Indonesia Kekurangan SDM Start up Game dan Aplikasi

INILAH, Bandung - Start up aplikasi dan game mulai menanjak di pasaran. Tapi tak berbanding lurus dengan jumlah Sumber Daya Manusia. 

Indonesia Kekurangan SDM Start up Game dan Aplikasi
Deputi Infrastruktur Badan Ekonomi Kreatif (Bekraf), Hari Sungkari? (kedua dari kanan)
INILAH, Bandung - Start up aplikasi dan game mulai menanjak di pasaran. Tapi tak berbanding lurus dengan jumlah Sumber Daya Manusia. 
 
Deputi Infrastruktur Badan Ekonomi Kreatif (Bekraf), Hari Sungkari‎ menuturkan saat ini terdapat kesenjangan cukup tinggi antara suplai SDM dari perguruan tinggi dengan kebutuhan industri di lapangan. 
 
Bukan hanya dari segi kuantitas, namun kualitas dari para lulusan Information Technology (IT) pun belum mampu memenuhi standar kebutuha pasar.
 
"Kita perlu sejuta programer‎, dan memang programer saat ini sedang banyak diminati. Sementara ada 4.800 sarjana IT, dan ga semua jadi programer. Kebutuhan di bidang teknologi dan suplai dari perguruan tinggi gapnya cukup tinggi," kata Hari di Hotel Papandayan, Jalan Gatot Subroto, Bandung, Minggu (2/12).
 
Hari lantas mempertanyakan kompetensi kemampuan para sarjana IT yang dinilainya masih sangat minim. Dia mencontohkan, di sebuah platform bernama Dicoding memiliki jaringan sekitar 90 rib‎u developer IT, namun sebagiannya bukan berasal dari lulusan Teknologi Informasi.
 
"Saya dulu programmer, di dunia industri waktu nyari pegawai saya bilang ga penting nilai kalian, karena IPK itu knowledge dan yang dinilai bukan hanya pengetahuan tapi skill, dan skill hanya didapatkan dari pengalaman dan latihan,‎" ujarnya.
 
Hal senada juga diungkapkan oleh CEO Decoding, Narenda Wicaksono, dimana menurutnya saat ini Indonesia kesulitan mencari talenta berbakat di bidang IT.

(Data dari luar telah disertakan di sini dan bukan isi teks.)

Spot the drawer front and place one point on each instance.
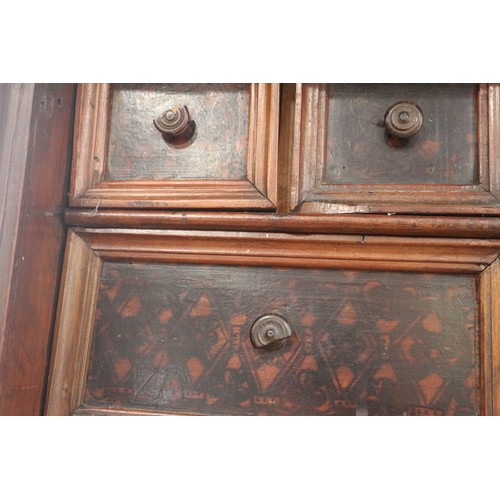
(395, 148)
(177, 338)
(176, 145)
(163, 323)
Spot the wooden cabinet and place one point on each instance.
(384, 273)
(225, 159)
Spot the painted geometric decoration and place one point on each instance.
(176, 338)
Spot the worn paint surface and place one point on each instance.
(176, 338)
(218, 149)
(445, 150)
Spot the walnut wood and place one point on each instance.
(311, 192)
(139, 248)
(15, 112)
(73, 327)
(91, 188)
(489, 301)
(42, 123)
(389, 224)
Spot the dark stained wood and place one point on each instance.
(390, 282)
(176, 337)
(393, 187)
(231, 163)
(167, 304)
(34, 283)
(15, 112)
(218, 150)
(388, 224)
(445, 151)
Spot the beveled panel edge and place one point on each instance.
(223, 195)
(367, 224)
(262, 162)
(489, 348)
(494, 138)
(88, 248)
(91, 118)
(296, 250)
(308, 195)
(258, 192)
(73, 328)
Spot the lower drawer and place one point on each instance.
(170, 323)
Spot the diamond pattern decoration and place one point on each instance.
(176, 338)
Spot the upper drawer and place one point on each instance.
(176, 146)
(402, 148)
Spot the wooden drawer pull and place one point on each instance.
(270, 331)
(403, 119)
(175, 122)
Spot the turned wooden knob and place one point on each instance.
(403, 119)
(174, 122)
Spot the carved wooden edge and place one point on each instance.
(308, 195)
(145, 412)
(494, 138)
(403, 225)
(489, 300)
(281, 249)
(73, 328)
(263, 139)
(258, 192)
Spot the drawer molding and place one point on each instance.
(309, 193)
(88, 248)
(89, 188)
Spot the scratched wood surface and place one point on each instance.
(175, 338)
(445, 151)
(218, 150)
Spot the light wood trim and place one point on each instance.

Sehingga, lanjut dia, berdampak pada start up digital ‎yang sulit berkembang dan bersaing dengan industri dari luar negeri.
 
"Intinya thingking kurang, kita generasi banyak memories dan ngejar formalitas dan banyak pegang ijazah IT tapi ga punya kemampuan tinggi untuk coding digital, lulusan IT banyak tapi yang employeebel itu sedikit‎‎," kata Narenda.
 
Bagi Narenda hal ini tidak bisa dibiarkan berlarut, lantaran industri digital akan terus tumbuh dengan sangat cepat.‎ Dia menyatakan kebutuhan akan SDM berkualitas jelas akan turut meningkat, namun justru bakal menjadi persoalan manakala talenta berbakat ini tak mampu terpenuhi.
 
‎"Market sangat gede, kalau masalah start up sekarang pendanaan banyak, akses banyak. Masalah utama digital di talenta di SDM, dan ini masalah cukup pelik," jelasnya.
 
Lebih lanjut Narena membeberkan bahwa di Indonesia ‎perguruan tinggi yang menyediakan jurusan IT sudah berjubel. Namun, sayangnya banyak faktor sehingga membuat kompetensi lulusannya kurang berkualitas.
 
"Di indonesia jurusan IT banyak dan kampus kadang latah, tapi yang lupa membentuk fundamental anak Indonesia untuk go digital. Untuk belajar it perlu basic matematika bagus, bukan sekadar 2 kali 3 sama dengan 6, tapi apa yang bisa kita lakukan dengan 2 kali 3," dia mengungkapkan.
 
Narenda berharap para perguruan tinggi jangan hanya mengedepankan formal‎itas mencetak lulusan secara tertulis saja. Tetapi diharapkan mampu memperhatikan kompetensi kemampuan para lulusannya.
 
"Kurikulum nya juga, saya tidak mau ikut campur urusan pendidikan, tapi kalau mau mahasiswa bisa coding ya minimal seharusnya dosennya juga dong harus bisa,"‎ pungkasnya.